Eyes are now on artificial intelligence with the emergence of ChatGPT, which has gained widespread attention across industries and consumers in less than a year. Walt Duflock, vice president of innovation at the Western Growers Association, a partner in FIRA USA, has seen “a massive investment” in AI since then.
“It's a land grab game right now,” he said in describing the funding landscape. “That will trickle its way down to some of the [vertically integrated industries], like agriculture.”
While AI has been around for a long time, ChatGPT has delivered new potential for a system where farmers can better track their own on-farm data for inputs, for example, said Stager.
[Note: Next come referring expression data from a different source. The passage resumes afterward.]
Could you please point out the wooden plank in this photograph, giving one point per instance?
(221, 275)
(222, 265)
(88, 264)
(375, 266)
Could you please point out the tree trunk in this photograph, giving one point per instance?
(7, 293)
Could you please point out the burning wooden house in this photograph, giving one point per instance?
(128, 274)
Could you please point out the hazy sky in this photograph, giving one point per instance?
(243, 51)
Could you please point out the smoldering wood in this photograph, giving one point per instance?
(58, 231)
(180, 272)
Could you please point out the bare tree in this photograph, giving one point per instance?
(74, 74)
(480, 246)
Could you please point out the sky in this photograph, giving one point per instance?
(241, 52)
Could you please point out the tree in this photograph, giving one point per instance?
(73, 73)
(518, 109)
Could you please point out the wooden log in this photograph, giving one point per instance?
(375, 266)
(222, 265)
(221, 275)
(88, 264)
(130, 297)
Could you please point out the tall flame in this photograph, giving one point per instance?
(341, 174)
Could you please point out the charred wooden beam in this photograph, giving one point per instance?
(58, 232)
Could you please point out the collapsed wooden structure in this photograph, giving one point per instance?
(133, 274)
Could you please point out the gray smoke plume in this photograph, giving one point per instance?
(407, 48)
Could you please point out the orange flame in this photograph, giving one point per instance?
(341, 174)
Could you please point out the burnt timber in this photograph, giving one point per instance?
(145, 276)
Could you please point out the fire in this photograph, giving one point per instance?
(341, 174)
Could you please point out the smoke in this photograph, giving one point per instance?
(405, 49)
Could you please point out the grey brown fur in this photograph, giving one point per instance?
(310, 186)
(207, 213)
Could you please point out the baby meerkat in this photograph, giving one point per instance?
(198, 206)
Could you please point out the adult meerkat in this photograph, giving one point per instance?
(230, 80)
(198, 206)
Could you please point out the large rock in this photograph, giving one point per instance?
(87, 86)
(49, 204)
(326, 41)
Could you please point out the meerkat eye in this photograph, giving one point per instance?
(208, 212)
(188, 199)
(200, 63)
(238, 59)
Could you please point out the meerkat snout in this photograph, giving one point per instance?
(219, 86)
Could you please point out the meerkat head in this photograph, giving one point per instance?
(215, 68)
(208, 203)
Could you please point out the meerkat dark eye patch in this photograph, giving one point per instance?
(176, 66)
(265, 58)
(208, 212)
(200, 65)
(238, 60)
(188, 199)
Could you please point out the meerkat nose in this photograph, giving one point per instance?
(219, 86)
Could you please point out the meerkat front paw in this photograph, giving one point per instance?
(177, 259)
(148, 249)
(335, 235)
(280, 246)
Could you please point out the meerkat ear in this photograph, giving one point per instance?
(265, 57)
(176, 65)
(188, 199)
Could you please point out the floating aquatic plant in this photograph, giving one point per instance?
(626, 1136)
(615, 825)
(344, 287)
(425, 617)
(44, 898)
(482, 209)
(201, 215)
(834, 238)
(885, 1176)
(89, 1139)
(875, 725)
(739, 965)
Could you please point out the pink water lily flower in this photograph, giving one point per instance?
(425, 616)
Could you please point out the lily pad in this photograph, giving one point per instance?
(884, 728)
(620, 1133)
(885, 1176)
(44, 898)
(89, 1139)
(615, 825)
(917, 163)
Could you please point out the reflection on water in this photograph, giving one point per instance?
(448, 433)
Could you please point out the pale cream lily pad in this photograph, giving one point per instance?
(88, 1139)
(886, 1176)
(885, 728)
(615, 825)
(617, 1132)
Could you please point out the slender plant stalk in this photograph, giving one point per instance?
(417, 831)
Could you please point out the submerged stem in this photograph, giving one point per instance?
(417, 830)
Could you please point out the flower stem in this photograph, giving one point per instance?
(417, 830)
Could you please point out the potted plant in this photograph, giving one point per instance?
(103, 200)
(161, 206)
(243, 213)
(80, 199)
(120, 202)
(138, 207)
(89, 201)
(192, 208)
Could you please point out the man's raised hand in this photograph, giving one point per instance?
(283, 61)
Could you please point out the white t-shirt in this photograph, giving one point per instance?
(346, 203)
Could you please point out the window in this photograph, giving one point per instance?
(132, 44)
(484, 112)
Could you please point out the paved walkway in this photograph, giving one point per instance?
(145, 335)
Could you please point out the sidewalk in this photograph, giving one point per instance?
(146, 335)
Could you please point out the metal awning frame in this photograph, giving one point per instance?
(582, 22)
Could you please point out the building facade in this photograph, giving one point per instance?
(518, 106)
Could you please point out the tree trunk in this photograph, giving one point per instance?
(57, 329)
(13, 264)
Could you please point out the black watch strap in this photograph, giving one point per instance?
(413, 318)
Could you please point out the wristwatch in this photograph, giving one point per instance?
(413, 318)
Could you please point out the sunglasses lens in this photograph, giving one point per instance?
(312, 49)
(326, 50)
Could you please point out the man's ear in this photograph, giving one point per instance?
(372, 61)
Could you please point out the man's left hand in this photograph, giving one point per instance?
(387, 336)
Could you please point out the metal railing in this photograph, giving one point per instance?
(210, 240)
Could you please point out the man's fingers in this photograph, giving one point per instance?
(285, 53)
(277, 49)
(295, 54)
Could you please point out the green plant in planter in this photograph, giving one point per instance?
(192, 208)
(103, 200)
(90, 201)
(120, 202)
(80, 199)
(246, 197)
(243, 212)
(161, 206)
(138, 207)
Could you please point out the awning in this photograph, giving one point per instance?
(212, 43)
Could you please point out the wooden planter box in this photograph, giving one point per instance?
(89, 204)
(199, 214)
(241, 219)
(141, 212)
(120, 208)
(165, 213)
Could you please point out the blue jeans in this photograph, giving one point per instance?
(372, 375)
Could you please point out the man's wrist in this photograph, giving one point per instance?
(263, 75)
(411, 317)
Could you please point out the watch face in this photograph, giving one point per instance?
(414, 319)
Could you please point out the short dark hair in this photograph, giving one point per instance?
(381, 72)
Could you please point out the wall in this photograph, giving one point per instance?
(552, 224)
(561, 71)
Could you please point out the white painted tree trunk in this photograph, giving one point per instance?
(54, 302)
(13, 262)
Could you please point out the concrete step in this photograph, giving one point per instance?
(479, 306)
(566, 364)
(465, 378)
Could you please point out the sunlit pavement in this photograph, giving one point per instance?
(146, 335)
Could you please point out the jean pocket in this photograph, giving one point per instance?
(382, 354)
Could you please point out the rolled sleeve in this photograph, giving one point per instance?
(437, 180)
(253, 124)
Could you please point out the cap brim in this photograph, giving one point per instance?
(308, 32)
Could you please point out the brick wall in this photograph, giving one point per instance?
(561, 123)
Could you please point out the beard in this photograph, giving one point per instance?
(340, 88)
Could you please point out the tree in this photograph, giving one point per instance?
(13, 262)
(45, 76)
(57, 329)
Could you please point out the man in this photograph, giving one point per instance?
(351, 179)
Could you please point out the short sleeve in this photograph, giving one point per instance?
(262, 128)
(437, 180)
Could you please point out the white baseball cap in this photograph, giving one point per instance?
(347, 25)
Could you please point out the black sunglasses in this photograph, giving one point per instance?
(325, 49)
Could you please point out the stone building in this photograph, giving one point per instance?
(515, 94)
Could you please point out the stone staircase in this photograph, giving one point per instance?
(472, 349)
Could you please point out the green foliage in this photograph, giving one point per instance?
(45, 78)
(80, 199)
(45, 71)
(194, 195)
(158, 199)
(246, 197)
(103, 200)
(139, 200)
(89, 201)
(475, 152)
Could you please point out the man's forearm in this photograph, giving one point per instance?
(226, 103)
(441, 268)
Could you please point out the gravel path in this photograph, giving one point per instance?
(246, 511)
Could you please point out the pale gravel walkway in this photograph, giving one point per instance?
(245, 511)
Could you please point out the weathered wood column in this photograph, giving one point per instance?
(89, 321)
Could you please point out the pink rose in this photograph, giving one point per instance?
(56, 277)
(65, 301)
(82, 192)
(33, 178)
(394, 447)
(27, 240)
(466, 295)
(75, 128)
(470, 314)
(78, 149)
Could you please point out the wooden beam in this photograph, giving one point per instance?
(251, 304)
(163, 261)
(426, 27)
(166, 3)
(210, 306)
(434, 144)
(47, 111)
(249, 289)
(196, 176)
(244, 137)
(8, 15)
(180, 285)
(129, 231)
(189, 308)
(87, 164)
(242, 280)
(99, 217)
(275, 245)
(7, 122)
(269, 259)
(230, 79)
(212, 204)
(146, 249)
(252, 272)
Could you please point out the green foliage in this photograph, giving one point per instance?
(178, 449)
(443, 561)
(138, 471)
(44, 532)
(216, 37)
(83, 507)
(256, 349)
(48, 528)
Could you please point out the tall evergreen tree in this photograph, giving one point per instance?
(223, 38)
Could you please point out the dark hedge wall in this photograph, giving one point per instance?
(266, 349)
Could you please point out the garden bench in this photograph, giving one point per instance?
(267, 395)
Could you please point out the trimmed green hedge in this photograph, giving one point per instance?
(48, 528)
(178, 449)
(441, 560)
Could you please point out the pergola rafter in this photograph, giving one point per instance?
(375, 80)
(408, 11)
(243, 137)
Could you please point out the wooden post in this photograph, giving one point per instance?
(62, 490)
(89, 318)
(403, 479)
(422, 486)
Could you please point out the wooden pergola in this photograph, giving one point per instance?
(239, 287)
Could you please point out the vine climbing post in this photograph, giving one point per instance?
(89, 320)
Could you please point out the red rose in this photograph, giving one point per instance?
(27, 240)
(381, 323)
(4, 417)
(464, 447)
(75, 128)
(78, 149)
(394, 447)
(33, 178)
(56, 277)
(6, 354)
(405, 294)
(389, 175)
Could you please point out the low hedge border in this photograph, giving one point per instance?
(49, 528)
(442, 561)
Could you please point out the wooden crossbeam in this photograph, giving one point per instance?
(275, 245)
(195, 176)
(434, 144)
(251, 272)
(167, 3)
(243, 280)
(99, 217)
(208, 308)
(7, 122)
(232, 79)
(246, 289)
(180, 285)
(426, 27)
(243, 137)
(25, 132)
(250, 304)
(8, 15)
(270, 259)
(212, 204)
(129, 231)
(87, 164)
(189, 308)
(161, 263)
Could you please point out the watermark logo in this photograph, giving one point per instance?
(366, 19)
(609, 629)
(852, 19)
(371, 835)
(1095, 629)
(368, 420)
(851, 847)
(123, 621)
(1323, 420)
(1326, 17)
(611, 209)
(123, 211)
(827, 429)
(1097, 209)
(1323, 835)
He hoped to see AI tools that can recommend crop varieties based on specific local factors like soil type and the microclimate.
Ahmadi cautioned that such AI applications are only as good as the data fed into the system and that can be an expensive endeavor. Duflock has seen companies pull 10,000 images from a database to use for teaching a new AI technology—only to find that 500 are useful. To free engineers from that burden, Western Growers has partnered with three community colleges to build an image library for startups.
In looking at the next 50 years, Wulf sees potential for AI to securely share data across the Driscoll’s grower community at a rapid pace.
“It comes down to trust in AI,” he said. “I would say it's not there yet.”
He was hopeful that the growers who lead as early adopters can prove the concept and bring more farmers on board—but only if the engineers speak their language.